BMI Calculator
Body Mass Index from height and weight. Metric or imperial. Shows the WHO category — not medical advice.
What is this for?
Body Mass Index (BMI) is a single number — weight in kilograms divided by the square of height in metres — used by the World Health Organization and many health systems as a quick screen for body-weight categories. It's not diagnostic; it's a flag. The classic adult thresholds are: under 18.5 underweight, 18.5–24.9 normal, 25–29.9 overweight, 30 and over obese (split into Class I/II/III at 35 and 40). This tool computes the value and the category from height and weight in metric or imperial.
How it's calculated
- Metric: BMI = kg ÷ (m × m). 70 kg at 1.75 m → 70 / 3.0625 = 22.9.
- Imperial: BMI = (lb × 703) ÷ (in × in). The tool converts to metric internally for accuracy.
- The WHO categories are the same regardless of unit system — BMI itself is unitless.
When to use it
- Quick self-check or to fill in a form that asks for it (insurance, fitness apps, gym intake).
- Comparing a value across populations or studies.
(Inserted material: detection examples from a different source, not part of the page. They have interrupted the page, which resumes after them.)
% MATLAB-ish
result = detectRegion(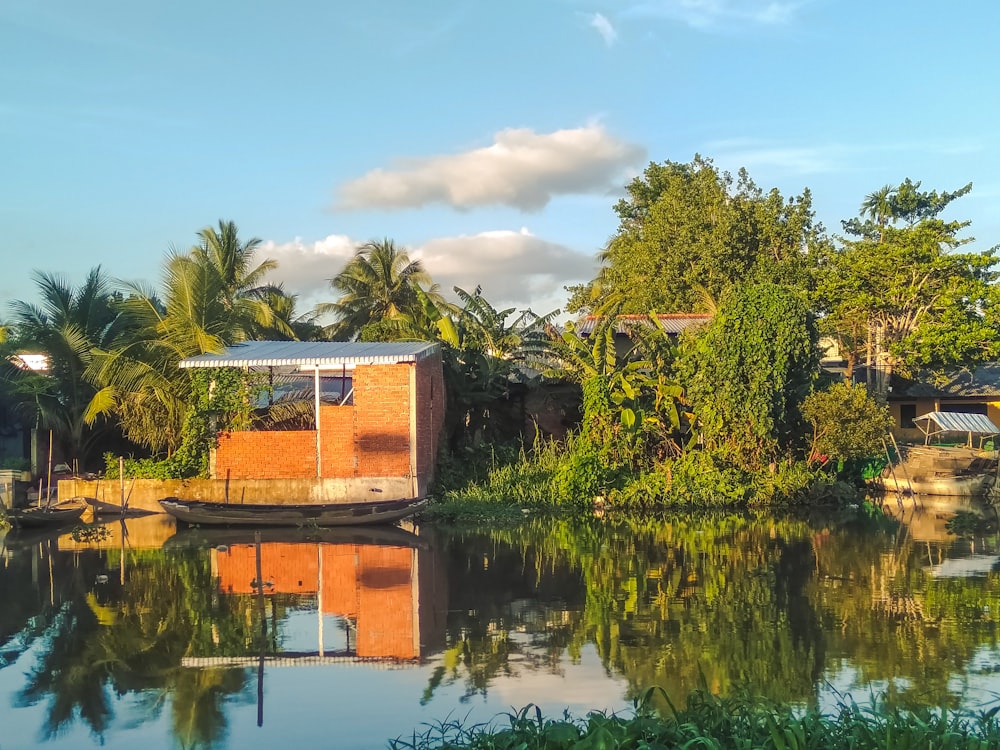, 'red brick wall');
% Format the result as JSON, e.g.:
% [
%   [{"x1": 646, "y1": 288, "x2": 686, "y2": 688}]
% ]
[
  {"x1": 354, "y1": 364, "x2": 414, "y2": 477},
  {"x1": 215, "y1": 430, "x2": 316, "y2": 479},
  {"x1": 318, "y1": 405, "x2": 357, "y2": 479},
  {"x1": 417, "y1": 357, "x2": 446, "y2": 482},
  {"x1": 215, "y1": 357, "x2": 445, "y2": 484}
]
- Tracking direction of change over time (rising, stable, falling) — the trend is more useful than any single reading.
Common gotchas
- BMI does not measure body composition. Muscle weighs more than fat, so a fit, muscular person can score "overweight" while having low body-fat. Conversely, a low-muscle person can score "normal" while being unhealthy ("skinny fat").
- It's an adult metric. For children and adolescents (under 18) use the age- and sex-specific BMI percentile charts instead.
- Pregnancy isn't supported. BMI doesn't apply during pregnancy; talk to your healthcare provider.
- Ethnicity matters. Several health bodies (NHS, WHO Asia-Pacific guidance) use lower thresholds (overweight ≥23, obese ≥27.5) for South Asian, Chinese, and other groups, because cardiovascular risk rises at lower BMIs.
- Tall vs short people. The squared-height formula systematically over-classifies tall people as "underweight" and short people as "overweight" — alternative formulas (Trefethen's BMI uses height^2.5) try to correct for this.
- Not medical advice. If you're concerned about your weight, talk to a clinician. They have the rest of the picture (waist circumference, blood pressure, blood-work, lifestyle) that a single number doesn't.
Expert notes
- BMI was invented in the 1830s for population statistics, not individual diagnosis. Adolphe Quetelet's original Quetelet Index aimed to characterise the "average man" across a population. Its use as an individual diagnostic tool came a century later and was always controversial. For a single person, waist circumference (men >102 cm / women >88 cm indicates elevated risk) is generally a better cardiovascular signal than BMI alone.
- The "overweight paradox" is real but contested. Multiple large meta-analyses find that adults in the "overweight" BMI range (25-29.9) have slightly lower all-cause mortality than the "normal" range. Possible explanations: residual confounding (smokers and the chronically ill tend to weigh less), the population-statistics origin of the threshold, and that small reserves of fat may be protective in illness or injury. Don't interpret the BMI categories as a fitness target.
- The thresholds are not the same everywhere. WHO Asia-Pacific guidance shifts the overweight threshold to 23 and the obese threshold to 27.5 for South Asian, Chinese, and Southeast Asian populations, because cardiovascular and diabetes risk rises at lower BMIs in those groups. The US/Europe thresholds (25/30) were derived from European-descent populations and don't transfer cleanly.
- The squared-height denominator is mathematically arbitrary. Quetelet picked it because it produced numbers that varied less with height in his sample. For very tall and very short people, the formula systematically misfires — Trefethen's revision (height^2.5) is more accurate but never displaced the original because the institutional cost of switching is enormous. If you're under 165 cm or over 195 cm, treat your BMI as approximate.
- Trends matter more than absolute values. Whatever your starting BMI, a stable trend over years signals different things than a rapid change. Rapid unintended loss in adults often signals underlying disease; rapid gain often signals lifestyle or medication change. A clinician interpreting the same number alongside the trend, alongside lab work and your individual history, will reach a much better conclusion than any web calculator.